A trama se passa em um local que anteriormente era conhecido como Kumandra e agora se divide em cinco nações. Todas elas são nomeadas como uma parte do dragão: Coração, Presa, Espinha, Garra e Cauda.
Cada grupo olha para os outros com desconfiança, preconceito e desdém, mesmo que façam parte do mesmo mundo. O pai de Raya, a protagonista, insiste que só precisa que alguém tome o primeiro passo para que todos voltem a se unir. Claro que, assim como no nosso mundo, nada é tão simples e é difícil deixar de lado a imagem preconcebida que se tem sobre alguém que não conhecemos.
As nações não estão em uma guerra declarada, apenas divididas. Existe um ar de rivalidade e ninguém parece ter a intenção de colaborar para acabar com o Druun, uma maldição antiga que ameaça a todos. É cada um por si.
Enquanto isso, a praga dismorfa e sem face avassala tudo por onde passa. Ela chega de repente, transformando os seres vivos em estátuas de terracota independente de quem seja e há pouco a ser feito para se proteger dela.
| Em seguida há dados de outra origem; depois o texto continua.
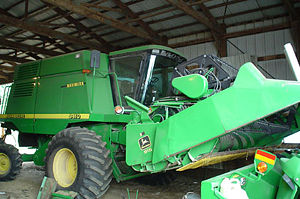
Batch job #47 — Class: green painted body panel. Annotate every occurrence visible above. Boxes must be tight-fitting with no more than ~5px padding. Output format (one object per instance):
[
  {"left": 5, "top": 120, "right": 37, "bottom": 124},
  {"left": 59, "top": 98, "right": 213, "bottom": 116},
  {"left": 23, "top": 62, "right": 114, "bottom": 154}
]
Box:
[
  {"left": 126, "top": 63, "right": 300, "bottom": 168},
  {"left": 40, "top": 50, "right": 91, "bottom": 77}
]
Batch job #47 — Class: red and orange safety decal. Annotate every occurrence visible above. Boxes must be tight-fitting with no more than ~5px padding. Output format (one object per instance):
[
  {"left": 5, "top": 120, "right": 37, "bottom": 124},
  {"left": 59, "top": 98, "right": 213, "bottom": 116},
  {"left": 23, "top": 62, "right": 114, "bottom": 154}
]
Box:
[{"left": 255, "top": 149, "right": 276, "bottom": 165}]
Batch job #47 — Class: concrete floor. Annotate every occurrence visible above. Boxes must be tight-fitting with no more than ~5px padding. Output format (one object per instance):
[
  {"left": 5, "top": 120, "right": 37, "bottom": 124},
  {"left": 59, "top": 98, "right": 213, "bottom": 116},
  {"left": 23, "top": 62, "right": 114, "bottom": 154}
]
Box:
[{"left": 0, "top": 163, "right": 245, "bottom": 199}]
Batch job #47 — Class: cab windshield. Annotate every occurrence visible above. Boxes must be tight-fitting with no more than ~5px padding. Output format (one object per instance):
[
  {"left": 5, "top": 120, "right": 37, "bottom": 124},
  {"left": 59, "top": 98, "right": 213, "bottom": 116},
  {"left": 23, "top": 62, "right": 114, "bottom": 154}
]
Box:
[{"left": 110, "top": 51, "right": 185, "bottom": 106}]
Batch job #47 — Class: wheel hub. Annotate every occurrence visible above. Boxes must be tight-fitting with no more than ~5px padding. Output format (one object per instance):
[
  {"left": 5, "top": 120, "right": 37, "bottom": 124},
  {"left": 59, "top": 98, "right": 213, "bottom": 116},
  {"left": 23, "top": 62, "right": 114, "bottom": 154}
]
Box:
[
  {"left": 53, "top": 148, "right": 78, "bottom": 188},
  {"left": 0, "top": 153, "right": 11, "bottom": 175}
]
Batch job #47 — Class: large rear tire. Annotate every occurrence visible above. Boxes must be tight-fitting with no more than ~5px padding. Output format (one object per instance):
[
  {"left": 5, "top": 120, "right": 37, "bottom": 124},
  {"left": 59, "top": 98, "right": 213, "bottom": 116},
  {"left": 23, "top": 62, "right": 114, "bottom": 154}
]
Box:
[
  {"left": 0, "top": 142, "right": 22, "bottom": 181},
  {"left": 46, "top": 127, "right": 112, "bottom": 199}
]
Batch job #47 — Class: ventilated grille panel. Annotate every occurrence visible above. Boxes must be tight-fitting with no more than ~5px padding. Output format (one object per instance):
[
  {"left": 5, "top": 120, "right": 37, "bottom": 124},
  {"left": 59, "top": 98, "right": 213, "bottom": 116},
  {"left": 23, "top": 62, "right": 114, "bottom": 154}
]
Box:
[
  {"left": 14, "top": 82, "right": 34, "bottom": 97},
  {"left": 15, "top": 63, "right": 39, "bottom": 80}
]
Cabe então à Raya procurar o último dragão e também os fragmentos de uma joia que pode acabar com a ameaça de uma vez por todas.
Um mundo fantástico
Tudo em Raya e o Último Dragão é espetacular, desde o Druun, que é representado como uma espécie de fumaça roxa que consome tudo, até a ambientação das nações. Embora próximas, os hábitos, trajes e construções de cada uma das regiões se diferenciam enormemente. Cada uma delas traz influências de diferentes culturas do sudeste asiático, o que é uma escolha criativa diferente e rica, já que normalmente esses países não são tão explorados na cultura pop quanto os do leste asiático.
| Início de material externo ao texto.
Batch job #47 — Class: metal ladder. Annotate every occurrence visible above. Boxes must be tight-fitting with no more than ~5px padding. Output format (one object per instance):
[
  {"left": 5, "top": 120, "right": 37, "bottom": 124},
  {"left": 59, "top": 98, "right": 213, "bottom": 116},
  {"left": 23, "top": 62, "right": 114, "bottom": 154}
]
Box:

Os detalhes e textura de alguns objetos, como a água, plantas, animais ou mesmo as estátuas de terracota praticamente saltam da tela, fazendo com que você se sinta dentro daquele universo mesmo assistindo em uma TV. O visual aqui é, de longe, o ponto alto. É até assustador lembrar de algumas animações da década passada e ver quão rápido tudo evoluiu.
Para melhorar tudo isso, as vozes originais têm uma energia incrível, com destaque para Awkwafina como Sisu, o último dragão. A interpretação dela oscila entre momentos épicos e pura ingenuidade, trazendo um contraste bom com Raya (Kelly Marie Tran), uma protagonista séria e desconfiada por conta das perdas que sofreu.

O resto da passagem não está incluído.